Now, if the database that this DAO connects to goes down, all the DAO methods will begin failing. But I suppose it is also possible for the DB to be tied up in some transaction or maintenance mode, where say, reads are permitted, but not writes. In that edge case, reads would succeed (the getX(...) methods), but all others would fail with SqlExceptions.

So I ask: what's the intended level of granularity that I should be using here? Either:

  1. One HystrixCommand impl for every DAO method, seeing that in some cases the commands could be running successfully, and in others, they could fail; or
  2. One HystrixCommand somehow baked into the DAO class, spanning all DAO methods (ergo if one command fails, the DAO as a whole "goes down".)?

I think the former represents more flexible engineering, but introduces a lot more code to me as a consumer of the library. Thoughts? Ideas?


Solution

  • My thought is that level of granularity is pretty open to interpretation, but I think it all comes down to fault tolerance/recovery and fine tuning. I would consider the following:

    1. What are your points of failure and how do you recover from them?
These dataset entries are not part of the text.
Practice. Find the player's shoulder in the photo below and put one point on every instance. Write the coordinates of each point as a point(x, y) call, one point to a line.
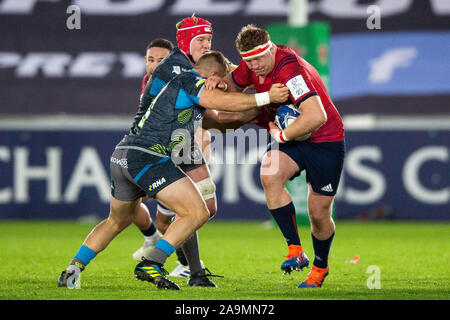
point(174, 64)
point(287, 63)
point(285, 56)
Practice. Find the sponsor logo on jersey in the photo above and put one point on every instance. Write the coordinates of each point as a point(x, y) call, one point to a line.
point(156, 184)
point(121, 162)
point(297, 86)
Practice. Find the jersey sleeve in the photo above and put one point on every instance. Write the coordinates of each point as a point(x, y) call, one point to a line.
point(191, 87)
point(242, 76)
point(299, 83)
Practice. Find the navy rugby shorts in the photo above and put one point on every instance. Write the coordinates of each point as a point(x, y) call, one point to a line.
point(322, 161)
point(135, 174)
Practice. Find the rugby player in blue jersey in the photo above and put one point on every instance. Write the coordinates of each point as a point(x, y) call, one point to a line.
point(145, 163)
point(194, 37)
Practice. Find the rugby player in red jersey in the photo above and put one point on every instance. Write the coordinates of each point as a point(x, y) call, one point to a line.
point(321, 155)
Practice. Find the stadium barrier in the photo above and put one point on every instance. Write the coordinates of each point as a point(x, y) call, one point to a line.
point(58, 168)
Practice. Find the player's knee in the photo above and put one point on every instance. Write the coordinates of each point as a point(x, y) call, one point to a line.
point(161, 226)
point(199, 214)
point(319, 214)
point(269, 181)
point(207, 189)
point(118, 224)
point(212, 207)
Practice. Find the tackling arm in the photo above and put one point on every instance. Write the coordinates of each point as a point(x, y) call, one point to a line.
point(313, 116)
point(236, 101)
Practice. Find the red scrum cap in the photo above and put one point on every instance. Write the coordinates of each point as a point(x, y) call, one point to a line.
point(190, 29)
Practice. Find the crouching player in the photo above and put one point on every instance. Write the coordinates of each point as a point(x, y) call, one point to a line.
point(144, 163)
point(321, 156)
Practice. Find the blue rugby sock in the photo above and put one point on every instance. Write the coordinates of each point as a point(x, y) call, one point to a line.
point(162, 251)
point(150, 231)
point(84, 255)
point(286, 220)
point(321, 251)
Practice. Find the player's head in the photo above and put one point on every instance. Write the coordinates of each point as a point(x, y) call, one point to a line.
point(212, 63)
point(157, 50)
point(194, 37)
point(256, 49)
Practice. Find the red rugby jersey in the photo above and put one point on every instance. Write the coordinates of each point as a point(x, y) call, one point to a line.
point(303, 82)
point(144, 83)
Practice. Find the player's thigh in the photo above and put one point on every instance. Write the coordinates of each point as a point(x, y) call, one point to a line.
point(203, 139)
point(319, 205)
point(182, 197)
point(123, 212)
point(277, 167)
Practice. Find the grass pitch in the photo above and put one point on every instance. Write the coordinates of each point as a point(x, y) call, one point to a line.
point(413, 260)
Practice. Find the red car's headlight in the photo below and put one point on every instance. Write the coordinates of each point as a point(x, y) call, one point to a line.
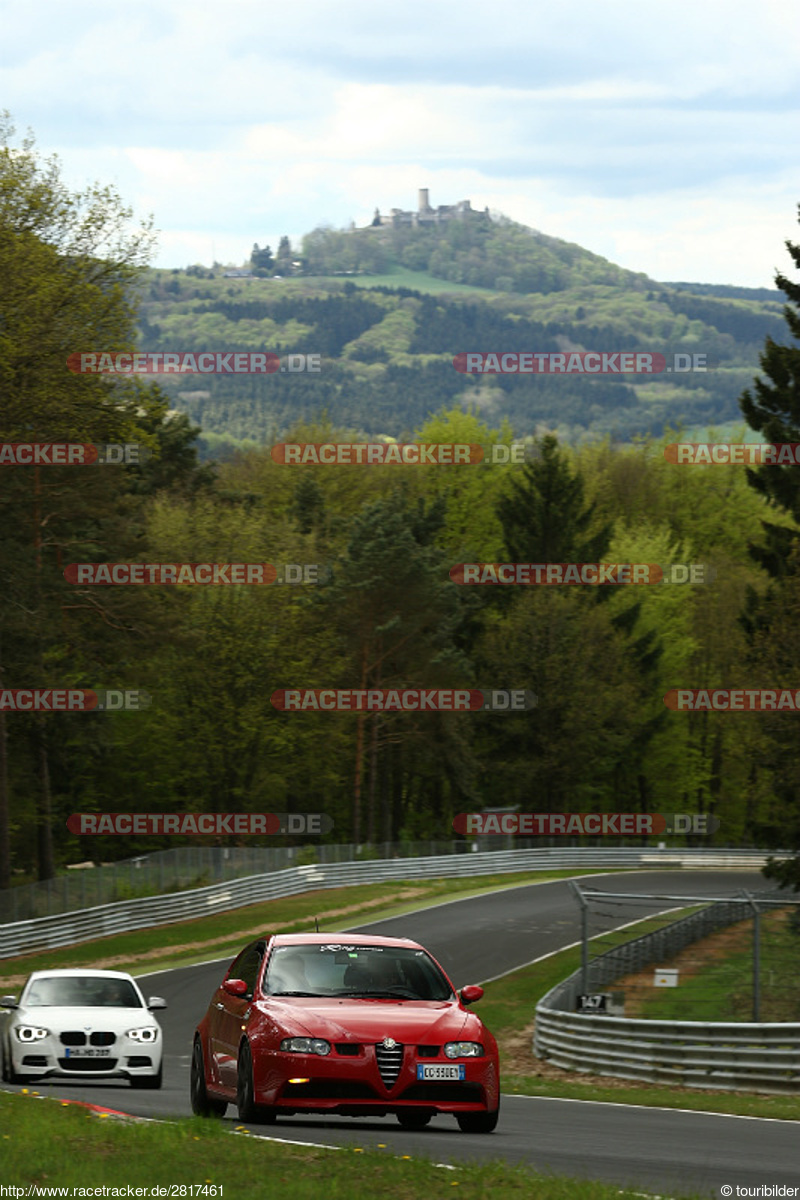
point(306, 1045)
point(464, 1049)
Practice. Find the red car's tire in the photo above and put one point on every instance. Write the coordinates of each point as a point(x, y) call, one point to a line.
point(248, 1110)
point(479, 1122)
point(202, 1103)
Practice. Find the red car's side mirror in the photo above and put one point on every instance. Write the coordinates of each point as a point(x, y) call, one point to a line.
point(235, 987)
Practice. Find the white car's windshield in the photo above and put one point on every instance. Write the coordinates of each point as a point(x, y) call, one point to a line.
point(358, 971)
point(80, 993)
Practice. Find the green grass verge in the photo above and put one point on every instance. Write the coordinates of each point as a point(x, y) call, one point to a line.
point(52, 1145)
point(224, 934)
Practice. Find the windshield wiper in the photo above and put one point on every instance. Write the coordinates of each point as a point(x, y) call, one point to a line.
point(295, 994)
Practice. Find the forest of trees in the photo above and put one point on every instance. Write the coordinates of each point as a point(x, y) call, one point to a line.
point(599, 659)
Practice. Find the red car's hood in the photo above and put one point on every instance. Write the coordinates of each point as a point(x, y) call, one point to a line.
point(371, 1020)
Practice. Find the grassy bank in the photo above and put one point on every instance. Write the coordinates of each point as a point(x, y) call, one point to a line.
point(52, 1145)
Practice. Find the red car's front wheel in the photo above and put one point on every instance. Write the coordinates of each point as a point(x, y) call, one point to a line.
point(202, 1103)
point(248, 1110)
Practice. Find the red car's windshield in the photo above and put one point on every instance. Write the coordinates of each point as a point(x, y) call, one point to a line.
point(358, 971)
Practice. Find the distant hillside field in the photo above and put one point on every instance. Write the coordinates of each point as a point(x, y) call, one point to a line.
point(388, 310)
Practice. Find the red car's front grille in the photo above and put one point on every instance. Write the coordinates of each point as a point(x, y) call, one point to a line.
point(444, 1092)
point(389, 1063)
point(329, 1090)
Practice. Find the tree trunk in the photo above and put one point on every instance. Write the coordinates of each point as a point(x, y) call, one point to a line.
point(44, 810)
point(5, 844)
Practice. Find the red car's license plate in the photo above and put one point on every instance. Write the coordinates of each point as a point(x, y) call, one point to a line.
point(440, 1071)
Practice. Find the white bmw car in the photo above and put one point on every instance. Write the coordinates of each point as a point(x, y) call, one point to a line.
point(77, 1024)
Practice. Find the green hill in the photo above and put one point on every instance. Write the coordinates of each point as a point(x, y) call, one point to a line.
point(389, 309)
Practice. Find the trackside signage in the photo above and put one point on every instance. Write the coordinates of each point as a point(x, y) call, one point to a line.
point(182, 823)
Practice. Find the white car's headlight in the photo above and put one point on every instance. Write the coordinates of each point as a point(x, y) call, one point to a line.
point(306, 1045)
point(463, 1049)
point(30, 1033)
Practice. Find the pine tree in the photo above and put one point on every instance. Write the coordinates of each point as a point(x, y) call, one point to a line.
point(775, 412)
point(773, 622)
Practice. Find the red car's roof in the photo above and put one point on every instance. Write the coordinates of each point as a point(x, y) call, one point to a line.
point(342, 940)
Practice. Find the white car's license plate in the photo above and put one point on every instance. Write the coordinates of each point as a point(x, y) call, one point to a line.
point(437, 1071)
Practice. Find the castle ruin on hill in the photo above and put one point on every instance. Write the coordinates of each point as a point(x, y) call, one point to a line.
point(425, 214)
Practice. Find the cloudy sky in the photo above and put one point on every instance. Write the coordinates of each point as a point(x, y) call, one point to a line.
point(663, 136)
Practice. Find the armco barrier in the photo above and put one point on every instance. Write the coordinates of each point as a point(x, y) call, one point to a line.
point(729, 1055)
point(66, 929)
point(696, 1054)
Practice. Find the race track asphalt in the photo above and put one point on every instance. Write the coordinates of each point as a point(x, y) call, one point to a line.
point(476, 940)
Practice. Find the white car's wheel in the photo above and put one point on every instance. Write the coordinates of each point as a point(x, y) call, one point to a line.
point(148, 1081)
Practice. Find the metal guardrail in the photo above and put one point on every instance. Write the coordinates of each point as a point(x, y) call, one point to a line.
point(194, 867)
point(763, 1057)
point(727, 1055)
point(67, 929)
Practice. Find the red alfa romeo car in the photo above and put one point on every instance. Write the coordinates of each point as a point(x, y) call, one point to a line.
point(352, 1025)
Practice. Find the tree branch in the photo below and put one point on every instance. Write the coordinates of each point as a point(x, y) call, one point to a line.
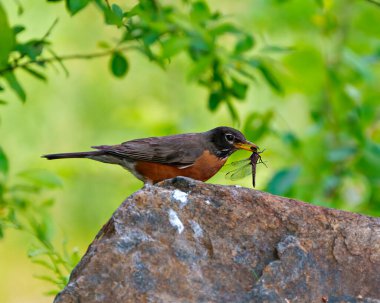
point(374, 2)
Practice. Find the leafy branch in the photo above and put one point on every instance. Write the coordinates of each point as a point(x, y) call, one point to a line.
point(24, 208)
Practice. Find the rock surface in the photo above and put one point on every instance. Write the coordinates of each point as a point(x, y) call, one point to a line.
point(187, 241)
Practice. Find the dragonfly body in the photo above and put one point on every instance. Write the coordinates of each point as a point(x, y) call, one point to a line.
point(245, 167)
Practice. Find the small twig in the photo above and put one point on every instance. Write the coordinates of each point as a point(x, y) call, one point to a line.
point(55, 58)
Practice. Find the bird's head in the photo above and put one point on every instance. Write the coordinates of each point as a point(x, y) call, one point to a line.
point(227, 140)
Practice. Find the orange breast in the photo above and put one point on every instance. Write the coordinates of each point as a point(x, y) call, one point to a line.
point(203, 169)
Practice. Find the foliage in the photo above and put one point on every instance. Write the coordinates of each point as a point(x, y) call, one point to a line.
point(330, 66)
point(160, 32)
point(24, 206)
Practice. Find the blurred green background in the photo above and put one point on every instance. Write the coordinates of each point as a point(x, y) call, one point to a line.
point(321, 135)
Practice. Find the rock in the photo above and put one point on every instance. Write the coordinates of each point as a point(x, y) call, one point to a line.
point(187, 241)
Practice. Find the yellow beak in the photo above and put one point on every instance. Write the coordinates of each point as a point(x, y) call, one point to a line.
point(247, 146)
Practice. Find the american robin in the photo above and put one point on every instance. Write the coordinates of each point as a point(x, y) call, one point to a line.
point(195, 155)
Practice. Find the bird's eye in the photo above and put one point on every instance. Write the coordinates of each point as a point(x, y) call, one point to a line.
point(230, 138)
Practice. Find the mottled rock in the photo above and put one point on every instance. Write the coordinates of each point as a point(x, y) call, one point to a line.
point(187, 241)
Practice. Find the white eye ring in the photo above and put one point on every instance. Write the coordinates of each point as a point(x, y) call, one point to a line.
point(230, 138)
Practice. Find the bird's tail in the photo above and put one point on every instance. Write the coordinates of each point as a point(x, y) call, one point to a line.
point(73, 155)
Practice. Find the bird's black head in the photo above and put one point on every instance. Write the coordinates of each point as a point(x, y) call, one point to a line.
point(226, 140)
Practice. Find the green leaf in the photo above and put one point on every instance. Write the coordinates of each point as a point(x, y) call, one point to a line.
point(173, 46)
point(119, 64)
point(18, 29)
point(257, 125)
point(41, 178)
point(276, 49)
point(269, 77)
point(7, 39)
point(117, 11)
point(214, 100)
point(239, 89)
point(34, 73)
point(245, 43)
point(4, 165)
point(32, 48)
point(283, 180)
point(15, 85)
point(200, 67)
point(341, 154)
point(74, 6)
point(224, 28)
point(200, 12)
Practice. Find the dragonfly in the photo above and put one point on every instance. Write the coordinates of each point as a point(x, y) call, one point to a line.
point(246, 167)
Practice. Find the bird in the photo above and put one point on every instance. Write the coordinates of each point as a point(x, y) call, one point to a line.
point(195, 155)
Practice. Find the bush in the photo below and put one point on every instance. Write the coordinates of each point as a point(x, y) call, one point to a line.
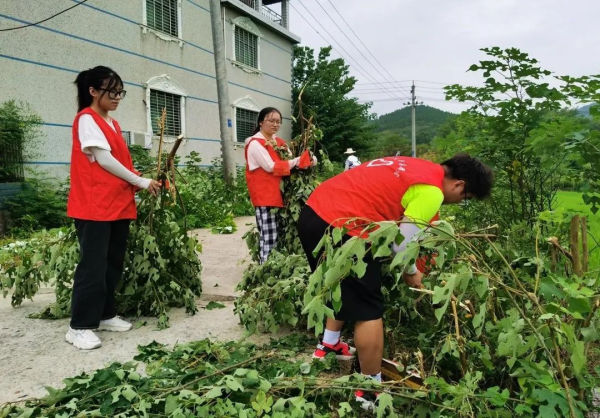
point(41, 205)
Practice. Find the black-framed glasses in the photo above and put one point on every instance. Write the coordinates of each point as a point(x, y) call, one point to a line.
point(113, 94)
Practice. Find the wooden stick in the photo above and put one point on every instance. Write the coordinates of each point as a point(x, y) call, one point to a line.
point(574, 245)
point(430, 292)
point(476, 236)
point(585, 255)
point(554, 242)
point(463, 356)
point(161, 125)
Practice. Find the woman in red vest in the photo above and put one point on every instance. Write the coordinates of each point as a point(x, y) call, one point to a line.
point(264, 171)
point(387, 189)
point(101, 201)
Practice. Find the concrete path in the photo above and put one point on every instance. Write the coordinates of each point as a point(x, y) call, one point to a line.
point(33, 353)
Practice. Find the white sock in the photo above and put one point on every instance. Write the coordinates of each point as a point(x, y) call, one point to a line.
point(374, 376)
point(331, 337)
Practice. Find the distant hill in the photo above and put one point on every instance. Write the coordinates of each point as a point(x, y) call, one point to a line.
point(428, 120)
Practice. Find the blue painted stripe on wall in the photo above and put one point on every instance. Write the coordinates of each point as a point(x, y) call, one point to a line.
point(135, 54)
point(68, 163)
point(57, 125)
point(62, 125)
point(186, 41)
point(56, 67)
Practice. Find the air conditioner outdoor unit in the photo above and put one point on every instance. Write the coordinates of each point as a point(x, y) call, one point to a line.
point(142, 139)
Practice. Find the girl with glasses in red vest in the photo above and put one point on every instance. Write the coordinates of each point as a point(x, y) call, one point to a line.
point(264, 171)
point(101, 201)
point(408, 190)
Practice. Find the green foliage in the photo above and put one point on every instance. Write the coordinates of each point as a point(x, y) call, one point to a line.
point(207, 379)
point(40, 205)
point(20, 129)
point(206, 199)
point(273, 293)
point(324, 84)
point(162, 269)
point(524, 330)
point(516, 126)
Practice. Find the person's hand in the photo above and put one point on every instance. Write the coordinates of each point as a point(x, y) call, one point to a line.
point(414, 280)
point(154, 187)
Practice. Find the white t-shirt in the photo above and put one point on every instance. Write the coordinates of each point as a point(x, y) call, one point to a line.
point(96, 147)
point(90, 135)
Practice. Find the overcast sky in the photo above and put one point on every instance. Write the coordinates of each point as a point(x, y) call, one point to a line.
point(437, 40)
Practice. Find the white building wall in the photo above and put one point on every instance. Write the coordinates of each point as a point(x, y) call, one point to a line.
point(39, 64)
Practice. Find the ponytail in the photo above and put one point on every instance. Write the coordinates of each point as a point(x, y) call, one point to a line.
point(262, 115)
point(94, 77)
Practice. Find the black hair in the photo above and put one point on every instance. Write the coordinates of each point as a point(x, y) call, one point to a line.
point(262, 115)
point(477, 176)
point(94, 77)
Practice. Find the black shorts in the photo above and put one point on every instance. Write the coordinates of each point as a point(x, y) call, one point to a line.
point(362, 299)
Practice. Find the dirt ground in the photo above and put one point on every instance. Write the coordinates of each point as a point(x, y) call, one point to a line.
point(34, 354)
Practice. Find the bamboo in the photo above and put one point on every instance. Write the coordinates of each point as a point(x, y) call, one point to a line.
point(585, 255)
point(574, 245)
point(161, 125)
point(461, 348)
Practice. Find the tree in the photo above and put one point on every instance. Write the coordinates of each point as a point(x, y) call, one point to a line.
point(520, 130)
point(325, 84)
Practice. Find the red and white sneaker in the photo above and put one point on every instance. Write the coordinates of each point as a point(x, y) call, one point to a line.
point(342, 351)
point(366, 400)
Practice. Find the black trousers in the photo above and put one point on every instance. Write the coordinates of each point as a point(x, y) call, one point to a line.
point(102, 246)
point(362, 299)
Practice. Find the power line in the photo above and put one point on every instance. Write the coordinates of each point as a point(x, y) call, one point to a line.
point(45, 20)
point(354, 45)
point(357, 66)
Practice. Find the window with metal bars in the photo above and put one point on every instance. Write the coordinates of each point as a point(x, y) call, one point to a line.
point(245, 122)
point(160, 100)
point(162, 15)
point(246, 47)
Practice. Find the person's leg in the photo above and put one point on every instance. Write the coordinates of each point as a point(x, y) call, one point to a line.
point(368, 339)
point(89, 286)
point(267, 228)
point(311, 229)
point(115, 259)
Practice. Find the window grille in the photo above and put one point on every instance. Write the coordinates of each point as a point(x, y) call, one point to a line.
point(246, 47)
point(160, 100)
point(162, 16)
point(245, 122)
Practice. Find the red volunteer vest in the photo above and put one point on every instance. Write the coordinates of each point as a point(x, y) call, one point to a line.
point(372, 191)
point(96, 194)
point(264, 187)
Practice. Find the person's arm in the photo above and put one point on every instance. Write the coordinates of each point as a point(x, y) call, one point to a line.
point(258, 156)
point(421, 203)
point(114, 167)
point(90, 135)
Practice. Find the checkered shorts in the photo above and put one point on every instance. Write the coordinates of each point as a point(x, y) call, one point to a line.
point(267, 227)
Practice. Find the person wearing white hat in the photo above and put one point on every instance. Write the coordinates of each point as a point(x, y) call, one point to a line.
point(352, 160)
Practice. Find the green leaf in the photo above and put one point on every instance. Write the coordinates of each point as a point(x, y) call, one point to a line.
point(171, 404)
point(214, 393)
point(214, 305)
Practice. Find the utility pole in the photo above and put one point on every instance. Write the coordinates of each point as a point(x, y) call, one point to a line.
point(413, 103)
point(222, 91)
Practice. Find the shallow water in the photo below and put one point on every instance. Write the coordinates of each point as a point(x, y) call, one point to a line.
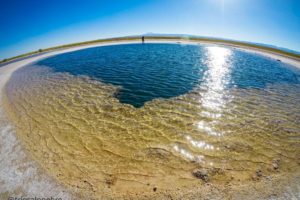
point(98, 122)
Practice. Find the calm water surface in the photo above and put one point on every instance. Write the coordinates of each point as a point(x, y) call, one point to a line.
point(128, 117)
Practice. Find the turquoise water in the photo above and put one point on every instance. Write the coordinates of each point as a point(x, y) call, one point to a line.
point(148, 71)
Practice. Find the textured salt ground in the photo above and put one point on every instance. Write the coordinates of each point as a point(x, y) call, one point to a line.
point(19, 175)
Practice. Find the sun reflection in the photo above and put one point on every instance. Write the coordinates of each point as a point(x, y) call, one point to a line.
point(216, 78)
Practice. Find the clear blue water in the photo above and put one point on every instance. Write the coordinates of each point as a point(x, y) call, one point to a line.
point(149, 71)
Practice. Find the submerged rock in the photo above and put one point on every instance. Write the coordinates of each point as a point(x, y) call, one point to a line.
point(201, 174)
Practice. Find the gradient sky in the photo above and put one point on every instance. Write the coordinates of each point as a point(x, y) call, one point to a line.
point(32, 24)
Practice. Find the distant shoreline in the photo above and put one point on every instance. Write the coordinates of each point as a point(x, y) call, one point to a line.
point(280, 55)
point(9, 68)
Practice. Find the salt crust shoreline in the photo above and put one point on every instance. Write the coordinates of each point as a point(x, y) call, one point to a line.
point(19, 174)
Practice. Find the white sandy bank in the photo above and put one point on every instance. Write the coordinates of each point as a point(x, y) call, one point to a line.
point(21, 176)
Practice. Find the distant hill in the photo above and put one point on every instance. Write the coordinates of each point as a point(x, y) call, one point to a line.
point(205, 37)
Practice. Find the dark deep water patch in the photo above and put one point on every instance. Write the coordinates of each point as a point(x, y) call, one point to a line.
point(150, 71)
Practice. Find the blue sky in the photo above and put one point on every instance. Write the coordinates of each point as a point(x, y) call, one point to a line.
point(33, 24)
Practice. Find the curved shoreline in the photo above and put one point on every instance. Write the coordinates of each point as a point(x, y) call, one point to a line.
point(11, 143)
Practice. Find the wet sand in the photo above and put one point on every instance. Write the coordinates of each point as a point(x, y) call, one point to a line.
point(205, 190)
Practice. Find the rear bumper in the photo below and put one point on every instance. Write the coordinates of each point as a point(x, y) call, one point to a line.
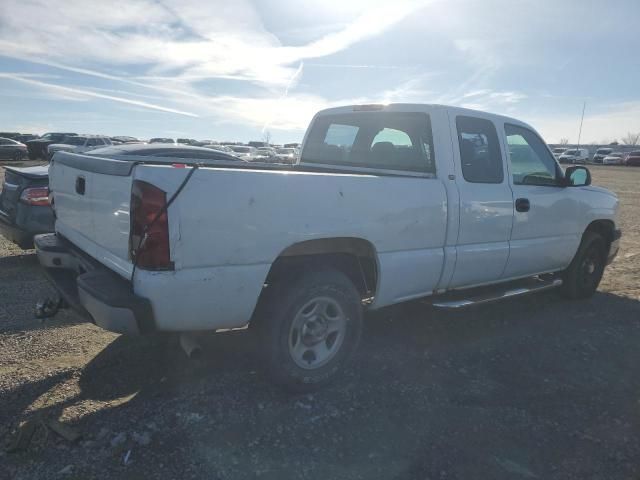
point(615, 246)
point(92, 290)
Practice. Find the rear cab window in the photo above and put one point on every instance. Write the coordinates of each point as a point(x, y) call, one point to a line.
point(480, 154)
point(392, 141)
point(530, 160)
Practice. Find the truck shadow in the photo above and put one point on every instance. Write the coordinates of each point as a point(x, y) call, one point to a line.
point(519, 386)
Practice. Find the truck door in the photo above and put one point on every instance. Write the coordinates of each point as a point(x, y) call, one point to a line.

Can you recover?

    You had mentioned:

    I suppose it is also possible for the DB to be tied up in some transaction or maintenance mode, where say, reads are permitted, but not writes

    If this is the case, maybe it makes sense to design your Hystrix commands around this. You could try a more general "read widget" command and a "write widget" command.

    Let's say you are in a situation where reads are working and writes are not, you could maintain reads and break the circuit on the write command, potentially saving you some database connections along the way. You can do the same by increasing granularity and having one command per DAO method, but I'm not sure this really buys you anything.

    1. Do you need/want to finely tune your application?

    Hystrix offers some pretty good configuration for thread pools and metrics that can be tuned on a per-command basis. Does it make sense to configure these as one, grouped by reads and writes, or do you want more finite control/reporting over each DAO method?

    Overall, I think it depends on the situation and I don't think Hystrix was created with any particular level of granularity in mind. From my experience(consuming REST APIs via Hystrix commands), I tend to go more with the first approach and favor granularity. Sure, we generate a bit more code this way, but the consumers of these libraries(in our case) rarely need to deal with it since they just use the interfaces that ultimately call these Hystrix commands, and we get to take advantage of the thread pooling/fallback options. This can come in pretty handy since with REST APIs, its not uncommon for only one endpoint to start failing, so we can fail fast.

    Of course, your use case is a bit different than mine, but I would look at fault tolerance/recovery and go from there.